Para Hernán Lacunza, último ministro de Economía de la Presidencia de Mauricio Macri, “el cambio es positivo” y si bien reconoció que “por supuesto tiene riesgos (nominales)”, remarcó que “más riesgoso era no hacer nada”, con un esquema que “no iba a tardar en generar incertidumbre”.

Desde el radicalismo, Martín Tetaz calificó a la medida como un “gran acierto del Banco Central”, por impulsar un acumulación de reservas que “son fundamentales para que baje el riesgo país y se recupere el sendero de desinflación”.

 

“Aunque la corrección de la banda es insuficiente y requiere suerte en los primeros meses (que no haya volatilidad cambiaria, que no ocurra ningún shock externo), bajará el riesgo país y se estabilizarán las tasas, permitiendo la reactivación de la economía”, completó.

 

Eliminar distorsiones

 

El director ejecutivo de la Fundación Libertad y Progreso, Aldo Abram, destacó la “buena noticia” de transparentar “un mecanismo de compra de reservas y que se determine que todo aumento de demanda de pesos será provisto con emisión para compra de divisas”.

“En un inicio debería aprovecharse el actual aumento de la preferencia por atesoramiento en pesos para eliminar las distorsiones que se generaron con la suba de encajes y las rigideces para la integración de las exigencias mensuales”, agregó, más allá de considerar “entendible que, en la emergencia, se echara mano a este tipo de instrumentos, que sólo deberían usarse con carácter prudencial”, pero que deberían ser suprimidos una vez que se supere esa situación.

 

Las criticas

 

Entre los economistas que criticaron la decisión anunciada por el presidente del Banco Central, Santiago Bausili, se destacó Roberto Cachanosky, quien se preguntó “desde cuándo el tipo de cambio se fija en base a la evolución del IPC”.

Por el contrario, subrayó que “el tipo de cambio deber ser libre, no regulado, al menos en una economía que se dice liberal”.
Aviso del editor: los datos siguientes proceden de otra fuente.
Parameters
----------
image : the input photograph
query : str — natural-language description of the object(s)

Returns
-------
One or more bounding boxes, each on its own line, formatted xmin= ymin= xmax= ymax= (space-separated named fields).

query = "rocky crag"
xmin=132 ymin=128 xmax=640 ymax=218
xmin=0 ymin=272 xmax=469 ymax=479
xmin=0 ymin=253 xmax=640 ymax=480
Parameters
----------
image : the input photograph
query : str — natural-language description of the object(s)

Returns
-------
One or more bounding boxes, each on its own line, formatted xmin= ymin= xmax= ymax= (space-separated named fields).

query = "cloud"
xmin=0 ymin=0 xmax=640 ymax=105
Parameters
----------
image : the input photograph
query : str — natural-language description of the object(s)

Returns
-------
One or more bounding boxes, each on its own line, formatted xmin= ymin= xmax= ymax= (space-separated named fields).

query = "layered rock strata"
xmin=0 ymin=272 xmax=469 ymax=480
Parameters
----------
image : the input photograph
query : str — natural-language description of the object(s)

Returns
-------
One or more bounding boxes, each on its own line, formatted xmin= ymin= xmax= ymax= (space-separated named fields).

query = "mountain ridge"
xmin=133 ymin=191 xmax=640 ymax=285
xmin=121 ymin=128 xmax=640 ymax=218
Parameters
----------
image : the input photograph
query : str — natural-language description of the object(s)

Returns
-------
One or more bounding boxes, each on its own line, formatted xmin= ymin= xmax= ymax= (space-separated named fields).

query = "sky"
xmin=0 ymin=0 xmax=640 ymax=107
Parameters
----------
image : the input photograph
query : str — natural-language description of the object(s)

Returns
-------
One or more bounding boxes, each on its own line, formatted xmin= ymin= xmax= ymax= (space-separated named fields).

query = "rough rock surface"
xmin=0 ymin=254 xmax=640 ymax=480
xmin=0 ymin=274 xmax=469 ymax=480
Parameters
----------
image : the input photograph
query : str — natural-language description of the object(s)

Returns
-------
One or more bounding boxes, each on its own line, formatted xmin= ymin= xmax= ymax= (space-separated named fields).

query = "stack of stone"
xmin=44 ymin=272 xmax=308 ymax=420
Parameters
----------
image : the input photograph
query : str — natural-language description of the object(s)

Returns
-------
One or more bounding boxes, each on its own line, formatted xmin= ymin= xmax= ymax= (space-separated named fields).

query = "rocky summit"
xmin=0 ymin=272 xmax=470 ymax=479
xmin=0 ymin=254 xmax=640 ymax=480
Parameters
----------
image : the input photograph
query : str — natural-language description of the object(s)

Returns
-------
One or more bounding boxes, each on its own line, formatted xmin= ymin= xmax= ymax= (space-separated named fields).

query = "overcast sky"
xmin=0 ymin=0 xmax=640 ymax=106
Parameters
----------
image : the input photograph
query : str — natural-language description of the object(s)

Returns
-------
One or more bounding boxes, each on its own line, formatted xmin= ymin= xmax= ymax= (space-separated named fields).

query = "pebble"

Mucho más crítico fue el director de la consultora Economía & Ética, Diego Giacomini, quien dijo que Bausili y el director de la autoridad monetaria, Federico Furiase, son “los más anti austríacos que se puede conseguir” y que “el anuncio del BCRA es todo lo contrario a lo que Javier Milei siempre pensó en materia de política monetaria y desinflacionaria potencialmente exitosa en el mediano y largo plazo, que es lo que le importa a un gobierno cuyo principal objetivo es bajar la inflación”.

 

“Los mandriles venimos anticipando cada movida”, remarcó el director de Gorostiaga Bursátil, Marcelo Trovato, en respuesta a los funcionarios que desechaban las críticas al esquema que el Banco Central acaba de cambiar.

En ese sentido, celebró que “más tarde que temprano (ideal sería al revés) finalmente asuman los errores y se bajen del pony”, al implementar un régimen que definió como “crawling peg pero con otro nombre”.

 

Desde la heterodoxia

 

Desde una perspectiva heterodoxa, el economista Sergio Chouza entendió que la medida “va en el sentido correcto, pero es insuficiente”, ya que “el tipo de cambio se atrasó demasiado” y no alcanzará el ajuste por inflación para llegar a un nivel de equilibrio.

“Esta medida les compra tiempo, pero el esquema sigue siendo insostenible”, remató.

 

Por último, la directora del Centro de Economía Política Argentina (CEPA), Julia Strada, el gobierno “cedió a la demanda del mercado”, luego del “flojo resultado de la licitación” del Bonar 2029.

“El plan parece ser encaminarse a una licitación en moneda extranjera antes de los vencimientos de enero”, concluyó.